Budget calories the way you do your finances and you'll be able to indulge in a treat now and then.

It's tough not to gain weight. But if you take a closer look at everything you eat, you may find some hidden calories you can painlessly trim from your diet to balance out life's little indulgences.

Think of your normal diet as your daily calorie "bank" from which you can borrow a few hundred calories. For instance, if you are in the habit of having a couple of cans of soda pop each day, switch to a diet beverage or water. Each 12-ounce can of regular soda pop contains about 150 calories. Two of those per day add up to 2,100 calories in one week. Some sandwich spreads or salad dressings can tally up hundreds of calories every day.

Dime Here, Nickel There

Other places where calories tend to tally up include condiments, spreads, and snack foods. Trimming even a few calories here and there ultimately leads to big savings. For example, using one spoon of sugar in your coffee instead of two eventually adds up.
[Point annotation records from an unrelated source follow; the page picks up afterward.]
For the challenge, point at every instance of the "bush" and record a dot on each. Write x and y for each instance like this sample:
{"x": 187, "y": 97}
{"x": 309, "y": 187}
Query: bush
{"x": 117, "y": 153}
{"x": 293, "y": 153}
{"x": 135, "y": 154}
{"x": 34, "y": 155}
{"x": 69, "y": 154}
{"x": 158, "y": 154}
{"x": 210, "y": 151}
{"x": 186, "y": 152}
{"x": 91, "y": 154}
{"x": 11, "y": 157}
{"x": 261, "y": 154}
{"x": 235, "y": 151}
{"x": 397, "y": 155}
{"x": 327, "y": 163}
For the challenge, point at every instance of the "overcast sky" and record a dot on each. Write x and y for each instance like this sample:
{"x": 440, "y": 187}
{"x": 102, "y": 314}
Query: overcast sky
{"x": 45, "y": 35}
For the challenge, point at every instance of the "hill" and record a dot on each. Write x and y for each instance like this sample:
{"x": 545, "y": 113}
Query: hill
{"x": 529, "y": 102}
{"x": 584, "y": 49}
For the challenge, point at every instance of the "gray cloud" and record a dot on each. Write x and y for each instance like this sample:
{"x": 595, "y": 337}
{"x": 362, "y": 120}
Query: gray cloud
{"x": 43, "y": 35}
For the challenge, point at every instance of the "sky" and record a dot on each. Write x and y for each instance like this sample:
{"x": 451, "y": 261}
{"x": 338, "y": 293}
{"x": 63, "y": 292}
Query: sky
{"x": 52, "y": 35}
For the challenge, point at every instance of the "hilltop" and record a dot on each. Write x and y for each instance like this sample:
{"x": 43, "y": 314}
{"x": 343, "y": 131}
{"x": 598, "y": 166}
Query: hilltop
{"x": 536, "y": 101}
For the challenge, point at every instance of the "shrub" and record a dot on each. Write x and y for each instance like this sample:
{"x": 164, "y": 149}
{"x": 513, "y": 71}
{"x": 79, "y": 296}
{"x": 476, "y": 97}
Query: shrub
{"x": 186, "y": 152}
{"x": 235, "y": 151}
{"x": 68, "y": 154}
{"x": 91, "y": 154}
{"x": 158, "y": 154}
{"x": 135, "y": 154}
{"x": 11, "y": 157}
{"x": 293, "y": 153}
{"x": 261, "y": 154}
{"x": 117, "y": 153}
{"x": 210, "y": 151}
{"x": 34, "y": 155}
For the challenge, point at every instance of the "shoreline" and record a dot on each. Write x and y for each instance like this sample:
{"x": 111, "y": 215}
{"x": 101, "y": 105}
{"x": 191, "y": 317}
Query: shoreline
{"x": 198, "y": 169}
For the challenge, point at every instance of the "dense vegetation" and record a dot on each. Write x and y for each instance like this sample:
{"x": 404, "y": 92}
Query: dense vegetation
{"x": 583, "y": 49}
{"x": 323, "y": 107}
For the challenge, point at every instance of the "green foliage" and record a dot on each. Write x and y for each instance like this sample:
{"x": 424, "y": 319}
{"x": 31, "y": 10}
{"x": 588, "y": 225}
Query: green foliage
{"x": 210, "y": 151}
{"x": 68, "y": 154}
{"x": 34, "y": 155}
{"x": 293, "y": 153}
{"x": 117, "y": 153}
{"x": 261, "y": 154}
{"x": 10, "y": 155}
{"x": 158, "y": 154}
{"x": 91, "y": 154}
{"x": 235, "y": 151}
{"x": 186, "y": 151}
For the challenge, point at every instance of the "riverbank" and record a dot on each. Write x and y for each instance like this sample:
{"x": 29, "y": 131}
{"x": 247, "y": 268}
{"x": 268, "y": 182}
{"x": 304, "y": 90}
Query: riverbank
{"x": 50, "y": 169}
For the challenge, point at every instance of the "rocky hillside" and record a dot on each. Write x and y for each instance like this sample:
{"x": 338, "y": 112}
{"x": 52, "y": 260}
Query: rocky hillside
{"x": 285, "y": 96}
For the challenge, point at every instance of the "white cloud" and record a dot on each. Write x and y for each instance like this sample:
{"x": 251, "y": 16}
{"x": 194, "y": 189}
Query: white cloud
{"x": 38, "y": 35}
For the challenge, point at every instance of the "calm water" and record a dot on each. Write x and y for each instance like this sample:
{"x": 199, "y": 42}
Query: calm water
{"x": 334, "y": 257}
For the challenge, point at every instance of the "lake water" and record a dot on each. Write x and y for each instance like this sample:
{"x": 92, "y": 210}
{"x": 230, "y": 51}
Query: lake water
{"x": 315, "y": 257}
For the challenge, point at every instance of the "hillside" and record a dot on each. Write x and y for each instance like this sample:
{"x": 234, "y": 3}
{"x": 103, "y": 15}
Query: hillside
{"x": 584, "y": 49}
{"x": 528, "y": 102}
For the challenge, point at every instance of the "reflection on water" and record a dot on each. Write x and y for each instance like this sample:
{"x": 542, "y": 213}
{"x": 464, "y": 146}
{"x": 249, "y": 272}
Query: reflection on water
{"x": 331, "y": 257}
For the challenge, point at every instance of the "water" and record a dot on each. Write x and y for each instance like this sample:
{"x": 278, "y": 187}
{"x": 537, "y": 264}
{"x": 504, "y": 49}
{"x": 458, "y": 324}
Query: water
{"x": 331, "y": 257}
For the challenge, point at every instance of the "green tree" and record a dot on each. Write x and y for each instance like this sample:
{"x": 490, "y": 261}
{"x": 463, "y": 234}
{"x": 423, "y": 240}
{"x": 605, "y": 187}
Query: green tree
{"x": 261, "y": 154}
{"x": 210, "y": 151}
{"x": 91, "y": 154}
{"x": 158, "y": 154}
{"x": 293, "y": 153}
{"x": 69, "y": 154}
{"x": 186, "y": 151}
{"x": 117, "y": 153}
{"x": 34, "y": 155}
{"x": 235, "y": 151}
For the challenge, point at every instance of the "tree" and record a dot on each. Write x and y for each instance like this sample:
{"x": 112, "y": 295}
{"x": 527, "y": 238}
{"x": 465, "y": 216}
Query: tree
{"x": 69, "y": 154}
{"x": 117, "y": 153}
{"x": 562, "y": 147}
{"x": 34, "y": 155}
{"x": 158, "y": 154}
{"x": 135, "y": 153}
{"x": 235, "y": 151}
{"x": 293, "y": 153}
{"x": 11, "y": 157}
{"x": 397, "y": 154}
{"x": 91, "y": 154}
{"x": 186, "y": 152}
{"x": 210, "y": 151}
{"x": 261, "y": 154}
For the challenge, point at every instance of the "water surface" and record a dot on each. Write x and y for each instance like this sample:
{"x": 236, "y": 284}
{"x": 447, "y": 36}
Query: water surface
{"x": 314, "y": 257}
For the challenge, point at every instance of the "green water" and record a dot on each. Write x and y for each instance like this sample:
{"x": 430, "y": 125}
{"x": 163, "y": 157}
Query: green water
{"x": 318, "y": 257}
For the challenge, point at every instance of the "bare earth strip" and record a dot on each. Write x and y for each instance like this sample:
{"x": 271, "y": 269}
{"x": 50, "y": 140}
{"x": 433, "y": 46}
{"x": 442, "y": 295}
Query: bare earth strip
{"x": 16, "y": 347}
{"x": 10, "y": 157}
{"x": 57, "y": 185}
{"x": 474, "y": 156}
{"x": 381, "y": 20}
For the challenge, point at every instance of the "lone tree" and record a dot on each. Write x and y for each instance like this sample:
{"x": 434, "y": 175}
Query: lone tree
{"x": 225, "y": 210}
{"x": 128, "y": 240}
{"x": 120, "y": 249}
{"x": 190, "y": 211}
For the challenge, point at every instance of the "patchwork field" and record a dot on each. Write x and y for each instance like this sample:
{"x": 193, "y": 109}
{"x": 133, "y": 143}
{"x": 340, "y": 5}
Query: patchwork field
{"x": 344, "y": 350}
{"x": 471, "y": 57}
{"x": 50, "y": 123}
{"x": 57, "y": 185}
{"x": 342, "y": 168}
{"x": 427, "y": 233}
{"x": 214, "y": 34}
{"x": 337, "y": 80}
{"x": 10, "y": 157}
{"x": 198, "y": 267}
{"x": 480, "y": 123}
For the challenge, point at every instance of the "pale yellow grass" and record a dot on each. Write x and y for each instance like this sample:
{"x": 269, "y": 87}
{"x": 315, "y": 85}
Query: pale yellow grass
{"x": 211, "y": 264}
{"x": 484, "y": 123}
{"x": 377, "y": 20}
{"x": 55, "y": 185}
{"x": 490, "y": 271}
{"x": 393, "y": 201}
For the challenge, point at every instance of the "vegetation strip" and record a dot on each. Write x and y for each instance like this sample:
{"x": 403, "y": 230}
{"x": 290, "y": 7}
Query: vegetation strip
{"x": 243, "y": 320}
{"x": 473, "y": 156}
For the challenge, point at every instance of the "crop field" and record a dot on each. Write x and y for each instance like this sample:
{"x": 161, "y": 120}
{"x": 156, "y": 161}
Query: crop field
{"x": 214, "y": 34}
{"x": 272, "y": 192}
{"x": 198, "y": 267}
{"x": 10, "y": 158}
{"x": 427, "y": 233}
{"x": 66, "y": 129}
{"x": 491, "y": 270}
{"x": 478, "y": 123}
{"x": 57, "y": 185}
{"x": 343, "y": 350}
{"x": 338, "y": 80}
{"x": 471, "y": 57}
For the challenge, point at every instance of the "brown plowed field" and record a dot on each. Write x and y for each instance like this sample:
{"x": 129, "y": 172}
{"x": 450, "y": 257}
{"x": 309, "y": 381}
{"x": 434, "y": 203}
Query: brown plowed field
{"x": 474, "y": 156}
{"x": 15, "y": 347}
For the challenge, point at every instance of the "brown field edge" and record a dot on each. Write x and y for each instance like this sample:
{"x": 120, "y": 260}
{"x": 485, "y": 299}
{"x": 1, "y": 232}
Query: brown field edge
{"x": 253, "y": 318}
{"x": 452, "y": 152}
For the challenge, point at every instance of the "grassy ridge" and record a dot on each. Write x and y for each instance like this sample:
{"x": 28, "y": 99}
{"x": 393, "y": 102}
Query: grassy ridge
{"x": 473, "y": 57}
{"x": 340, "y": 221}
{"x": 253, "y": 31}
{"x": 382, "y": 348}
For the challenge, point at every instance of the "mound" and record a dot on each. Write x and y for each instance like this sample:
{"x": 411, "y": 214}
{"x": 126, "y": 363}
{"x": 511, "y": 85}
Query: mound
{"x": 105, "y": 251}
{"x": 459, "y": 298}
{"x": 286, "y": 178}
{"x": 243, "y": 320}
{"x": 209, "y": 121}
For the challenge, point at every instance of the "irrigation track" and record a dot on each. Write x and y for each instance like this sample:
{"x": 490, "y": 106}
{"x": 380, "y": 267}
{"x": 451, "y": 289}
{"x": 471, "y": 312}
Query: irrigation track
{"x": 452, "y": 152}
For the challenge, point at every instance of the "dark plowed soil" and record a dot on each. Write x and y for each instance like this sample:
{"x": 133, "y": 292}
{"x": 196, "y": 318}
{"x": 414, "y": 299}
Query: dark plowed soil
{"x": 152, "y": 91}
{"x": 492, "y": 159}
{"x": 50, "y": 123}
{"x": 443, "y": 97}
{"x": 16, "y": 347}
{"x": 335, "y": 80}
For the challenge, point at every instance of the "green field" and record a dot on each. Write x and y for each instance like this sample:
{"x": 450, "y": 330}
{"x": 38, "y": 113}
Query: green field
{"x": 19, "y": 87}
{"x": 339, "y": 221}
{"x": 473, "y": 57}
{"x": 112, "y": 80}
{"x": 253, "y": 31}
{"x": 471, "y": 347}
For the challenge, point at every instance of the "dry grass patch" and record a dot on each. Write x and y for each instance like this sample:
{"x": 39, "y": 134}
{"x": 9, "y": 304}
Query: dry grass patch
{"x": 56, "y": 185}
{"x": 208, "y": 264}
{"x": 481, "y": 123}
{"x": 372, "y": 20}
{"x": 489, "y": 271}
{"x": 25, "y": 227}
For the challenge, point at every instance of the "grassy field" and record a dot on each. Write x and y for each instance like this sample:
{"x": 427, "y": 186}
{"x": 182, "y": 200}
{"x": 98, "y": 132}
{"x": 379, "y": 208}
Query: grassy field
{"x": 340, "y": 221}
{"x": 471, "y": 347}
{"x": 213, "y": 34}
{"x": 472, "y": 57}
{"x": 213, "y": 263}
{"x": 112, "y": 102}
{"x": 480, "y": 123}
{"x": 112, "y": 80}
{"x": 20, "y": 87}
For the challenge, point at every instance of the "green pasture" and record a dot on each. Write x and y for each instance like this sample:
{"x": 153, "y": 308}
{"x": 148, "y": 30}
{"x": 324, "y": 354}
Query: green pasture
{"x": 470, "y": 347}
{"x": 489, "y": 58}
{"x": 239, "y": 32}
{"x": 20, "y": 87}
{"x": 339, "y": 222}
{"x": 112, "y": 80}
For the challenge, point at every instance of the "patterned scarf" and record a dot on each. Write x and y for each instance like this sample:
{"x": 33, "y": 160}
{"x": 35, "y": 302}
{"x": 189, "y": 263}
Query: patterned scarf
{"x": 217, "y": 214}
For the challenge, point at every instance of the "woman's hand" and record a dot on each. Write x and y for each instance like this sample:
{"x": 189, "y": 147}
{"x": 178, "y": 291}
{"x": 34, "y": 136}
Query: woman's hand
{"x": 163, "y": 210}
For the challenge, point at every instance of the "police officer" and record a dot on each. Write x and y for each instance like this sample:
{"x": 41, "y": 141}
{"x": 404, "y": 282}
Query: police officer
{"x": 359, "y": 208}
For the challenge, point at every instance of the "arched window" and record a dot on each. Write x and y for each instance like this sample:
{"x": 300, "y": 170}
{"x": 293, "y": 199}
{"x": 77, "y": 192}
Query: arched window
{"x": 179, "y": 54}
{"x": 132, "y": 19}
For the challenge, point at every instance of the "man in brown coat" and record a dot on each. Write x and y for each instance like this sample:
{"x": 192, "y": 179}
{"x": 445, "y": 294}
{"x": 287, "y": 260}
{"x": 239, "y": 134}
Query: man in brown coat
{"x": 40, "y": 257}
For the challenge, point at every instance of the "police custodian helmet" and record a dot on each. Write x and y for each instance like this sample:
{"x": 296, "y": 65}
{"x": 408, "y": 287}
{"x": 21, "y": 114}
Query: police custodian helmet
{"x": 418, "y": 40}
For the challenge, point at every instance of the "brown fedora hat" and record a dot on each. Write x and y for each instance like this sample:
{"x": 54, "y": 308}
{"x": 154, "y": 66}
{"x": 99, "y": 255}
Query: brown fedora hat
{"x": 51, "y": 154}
Fruits are often recommended as substitutes for candy to fill cravings for sweets, and for a good reason: they're mostly water. But watch out for dried fruits -- although virtually fat-free, they are concentrated and can be rich in calories.

Here are a few suggestions for simple changes you can make in your daily diet that can add up to big savings around your waistline. Take little steps. If you can't imagine coffee without cream; try it with less, or use half cream and half milk. Every little bit helps.

In your coffee: Instead of: 2 tsp. sugar (30 calories) Try: 2 tsp. sugar-free sweetener (0 calories)

Instead of: 2 Tbsp. half-and-half (40 calories) Try: 2 Tbsp. reduced-fat milk (15 calories)

On a sandwich: Instead of: 1 Tbsp. mayonnaise (100 calories) Try: 1 Tbsp. low-fat mayonnaise (50 calories) or 1 Tbsp. mustard (15 calories)

On a bagel: Instead of: 2 tsp. butter (72 calories) or 2 tsp. stick margarine (66 calories) Try: 2 tsp. cream cheese (33 calories) or 2 tsp. nonfat cream cheese (25 calories) or 2 tsp. all-fruit jam (35 calories)

On a salad: Instead of: 1 Tbsp. creamy dressing (80 calories) Try: 1 Tbsp. vinaigrette dressing (40 calories) or 1 Tbsp. fat-free dressing (10 calories)

Sweet snacks: Instead of: 1 candy bar (150 calories/oz.) Try: 1 granola bar (110 calories/oz.) or 1 banana (26 calories/oz.)

Salty snacks: Instead of: potato chips (140 calories/oz.) Try: baked chips or pretzels (110 calories/oz.) or unbuttered popcorn (80 calories/oz.)

Note: Calorie amounts of items are based on averages and not meant to apply to or indicate any specific brands.